Gunmen thought to be members of the Islamist group Boko Haram lined up scores of men in mosques in Northeast Nigeria on July 2 and began shooting indiscriminately. Up to 150 men were killed in three different locations, making this the bloodiest attack by the group in 2015. The attack took place as the victims were breaking their daily Ramadan fast at about 6:30 pm.
The attacks took place in Kukawa in Borno state the centre of Boko Haram's bloody campaign against the government.

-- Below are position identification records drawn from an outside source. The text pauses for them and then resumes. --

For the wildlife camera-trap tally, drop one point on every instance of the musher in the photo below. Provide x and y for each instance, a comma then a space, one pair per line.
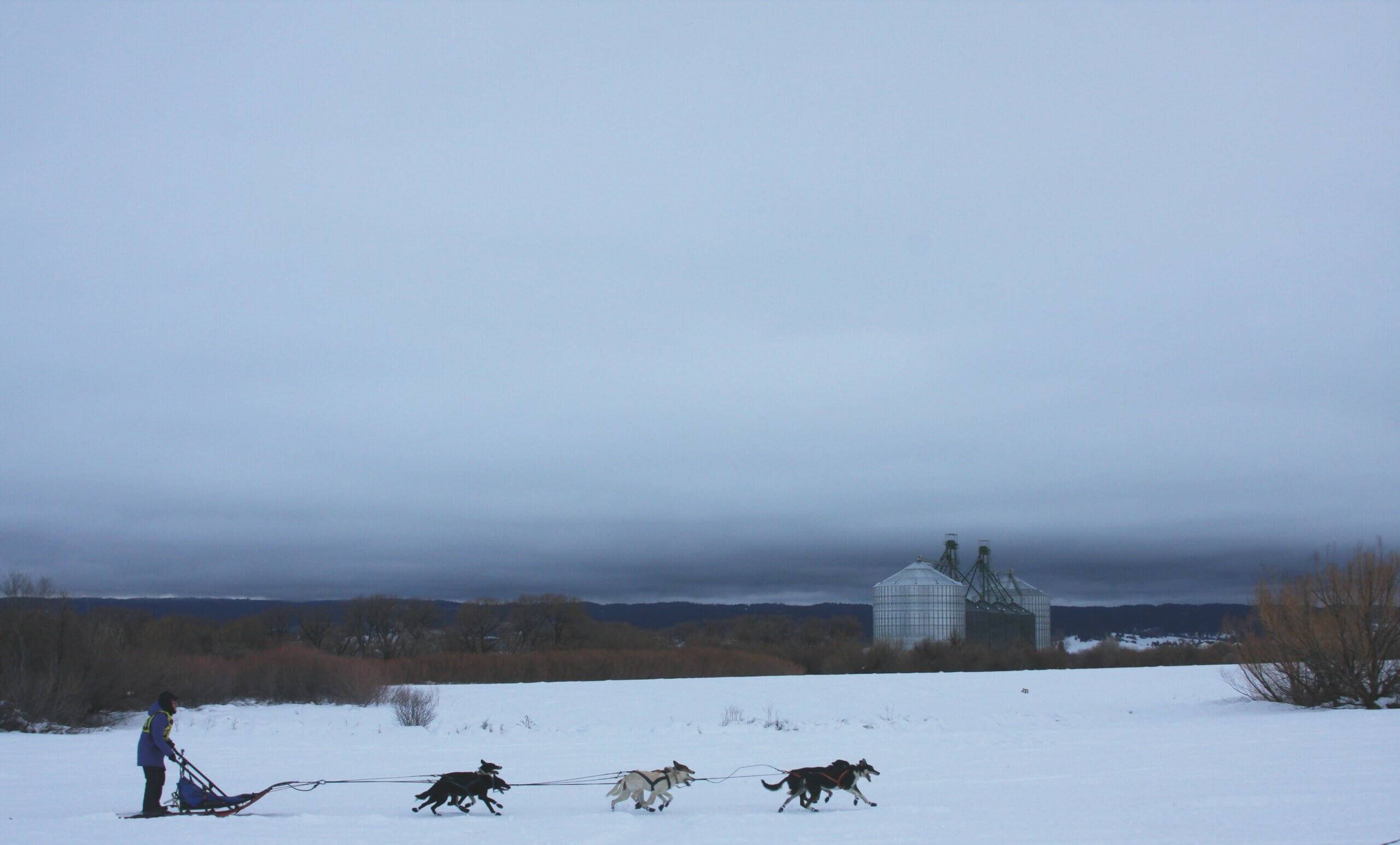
153, 749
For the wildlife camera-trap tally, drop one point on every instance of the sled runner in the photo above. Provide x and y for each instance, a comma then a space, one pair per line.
198, 795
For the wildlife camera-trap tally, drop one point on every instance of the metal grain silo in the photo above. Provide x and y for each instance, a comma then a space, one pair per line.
918, 603
1034, 601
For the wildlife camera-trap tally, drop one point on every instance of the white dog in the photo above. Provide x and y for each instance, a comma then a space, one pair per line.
658, 783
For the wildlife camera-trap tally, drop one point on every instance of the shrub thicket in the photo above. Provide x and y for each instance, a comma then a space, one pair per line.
1328, 638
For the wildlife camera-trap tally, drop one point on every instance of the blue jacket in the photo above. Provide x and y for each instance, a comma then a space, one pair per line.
154, 746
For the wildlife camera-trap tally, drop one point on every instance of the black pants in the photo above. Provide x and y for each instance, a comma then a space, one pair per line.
154, 785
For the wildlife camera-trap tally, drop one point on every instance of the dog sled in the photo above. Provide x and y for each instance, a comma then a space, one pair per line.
198, 795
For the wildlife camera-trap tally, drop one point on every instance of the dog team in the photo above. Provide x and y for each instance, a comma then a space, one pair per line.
646, 786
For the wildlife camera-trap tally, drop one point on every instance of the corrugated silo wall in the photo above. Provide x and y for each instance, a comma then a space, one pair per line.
999, 628
905, 615
1039, 606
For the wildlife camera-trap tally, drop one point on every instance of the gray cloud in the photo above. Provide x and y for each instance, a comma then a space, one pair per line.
693, 301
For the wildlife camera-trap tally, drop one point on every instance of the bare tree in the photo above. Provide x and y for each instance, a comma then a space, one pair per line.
418, 619
316, 627
1328, 638
478, 625
527, 623
564, 619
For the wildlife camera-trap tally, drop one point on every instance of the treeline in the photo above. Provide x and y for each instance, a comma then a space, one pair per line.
68, 668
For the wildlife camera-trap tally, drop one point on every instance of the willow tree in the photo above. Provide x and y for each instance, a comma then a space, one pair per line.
1328, 638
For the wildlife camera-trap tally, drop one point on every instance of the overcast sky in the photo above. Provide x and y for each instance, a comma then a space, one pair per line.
702, 301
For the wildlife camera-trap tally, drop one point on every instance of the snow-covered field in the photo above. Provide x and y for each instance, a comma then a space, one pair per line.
1106, 756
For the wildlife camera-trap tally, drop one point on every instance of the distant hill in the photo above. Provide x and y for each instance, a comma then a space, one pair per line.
1086, 623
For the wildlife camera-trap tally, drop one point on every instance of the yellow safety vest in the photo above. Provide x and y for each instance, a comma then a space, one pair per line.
170, 725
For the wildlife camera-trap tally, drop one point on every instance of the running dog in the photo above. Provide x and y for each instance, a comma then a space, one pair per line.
660, 783
808, 784
457, 786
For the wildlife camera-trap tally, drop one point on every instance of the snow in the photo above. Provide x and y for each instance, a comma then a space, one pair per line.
1133, 641
1169, 755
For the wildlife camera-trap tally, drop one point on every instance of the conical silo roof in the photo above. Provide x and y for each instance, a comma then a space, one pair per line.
919, 574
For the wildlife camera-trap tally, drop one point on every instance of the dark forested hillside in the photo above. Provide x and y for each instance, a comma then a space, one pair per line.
1087, 623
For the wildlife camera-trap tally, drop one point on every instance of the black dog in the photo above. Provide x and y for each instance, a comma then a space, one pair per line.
457, 786
811, 781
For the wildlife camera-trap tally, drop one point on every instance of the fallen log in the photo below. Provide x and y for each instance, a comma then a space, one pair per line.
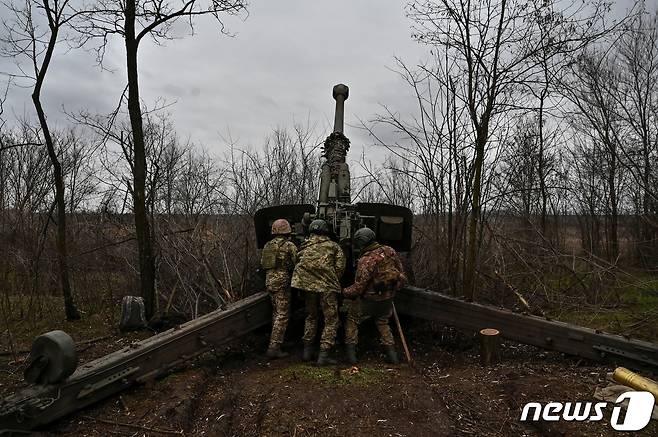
140, 362
143, 361
537, 331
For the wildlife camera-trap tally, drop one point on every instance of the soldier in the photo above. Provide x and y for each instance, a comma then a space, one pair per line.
318, 272
278, 258
379, 275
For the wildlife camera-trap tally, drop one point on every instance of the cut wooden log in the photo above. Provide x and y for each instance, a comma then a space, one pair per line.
489, 346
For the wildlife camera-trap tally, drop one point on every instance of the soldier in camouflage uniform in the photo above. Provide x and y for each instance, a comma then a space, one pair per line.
318, 272
379, 275
278, 258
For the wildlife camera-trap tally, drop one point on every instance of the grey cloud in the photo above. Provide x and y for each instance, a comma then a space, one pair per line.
282, 63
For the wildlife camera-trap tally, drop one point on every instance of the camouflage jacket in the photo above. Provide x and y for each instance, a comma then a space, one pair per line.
379, 274
320, 267
278, 258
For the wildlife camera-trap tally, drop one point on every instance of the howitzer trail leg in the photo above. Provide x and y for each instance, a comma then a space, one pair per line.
280, 316
385, 333
312, 301
352, 321
329, 304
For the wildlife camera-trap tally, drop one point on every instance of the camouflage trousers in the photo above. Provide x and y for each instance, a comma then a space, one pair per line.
328, 302
280, 315
381, 311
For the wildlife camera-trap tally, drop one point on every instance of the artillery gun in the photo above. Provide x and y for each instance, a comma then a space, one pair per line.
60, 388
391, 223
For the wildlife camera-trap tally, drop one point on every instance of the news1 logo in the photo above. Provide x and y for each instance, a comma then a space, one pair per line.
638, 414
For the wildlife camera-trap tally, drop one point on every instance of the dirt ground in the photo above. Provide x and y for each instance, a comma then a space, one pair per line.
446, 392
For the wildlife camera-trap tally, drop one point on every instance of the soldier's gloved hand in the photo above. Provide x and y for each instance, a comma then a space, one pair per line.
348, 296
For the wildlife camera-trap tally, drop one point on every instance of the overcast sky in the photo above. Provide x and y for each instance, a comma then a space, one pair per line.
282, 63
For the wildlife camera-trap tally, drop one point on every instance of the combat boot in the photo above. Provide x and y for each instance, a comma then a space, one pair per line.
308, 352
323, 358
391, 355
350, 351
276, 352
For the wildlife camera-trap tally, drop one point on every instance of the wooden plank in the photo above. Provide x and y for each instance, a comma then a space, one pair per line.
39, 405
542, 332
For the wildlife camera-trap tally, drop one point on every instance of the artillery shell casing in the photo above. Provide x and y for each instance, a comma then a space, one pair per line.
633, 380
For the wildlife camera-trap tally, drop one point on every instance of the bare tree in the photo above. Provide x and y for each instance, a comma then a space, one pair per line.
494, 45
27, 38
134, 21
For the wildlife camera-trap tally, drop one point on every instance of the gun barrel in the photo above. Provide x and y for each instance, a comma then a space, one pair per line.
340, 93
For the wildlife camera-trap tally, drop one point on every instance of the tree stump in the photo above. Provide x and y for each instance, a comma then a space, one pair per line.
489, 346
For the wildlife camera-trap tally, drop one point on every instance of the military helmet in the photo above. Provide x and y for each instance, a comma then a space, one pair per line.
363, 238
318, 227
281, 227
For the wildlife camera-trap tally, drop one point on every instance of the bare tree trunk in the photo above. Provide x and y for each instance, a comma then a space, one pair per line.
142, 228
62, 257
471, 257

The extremist group has killed over 17,000 people, mostly civilians, since 2009, when they launched a deadly offensive to try and impose military Islamist rule in Nigeria.

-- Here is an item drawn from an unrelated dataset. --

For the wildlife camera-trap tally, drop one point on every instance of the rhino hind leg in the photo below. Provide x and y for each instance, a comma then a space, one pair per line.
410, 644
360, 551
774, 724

Officials of Borno state suggest that the attacks were a response to the belligerent tone of Nigeria's new president, Muhammadu Buhari, who has vowed to wipe out Boko Haram. He has taken steps to augment the military might confronting the extremist group — something the former president Goodluck Jonathan was accused of not doing.
The recent attacks were carried out with great precision. Parts of the group attacked the mosques in Kukawa and killed nearly 97 people. They later burned the mosques down. At the same time, near the town of Monguno, parts of the group infiltrated the villages and pulled close to 50 men out of their homes and shot them point blank.
The Nigerian army claims to have taken many of the towns and villages held by Boko Haram in the last year. However, attacks by the group continue to haunt civilians, especially in the form of suicide bombings.
Boko Haram is also responsible for the kidnapping of 200 school girls in 2014. The girls have since either been married off to Boko Haram militants or traded in the neighbouring states of Chad and Cameroon. However, there were some who were lucky enough to escape.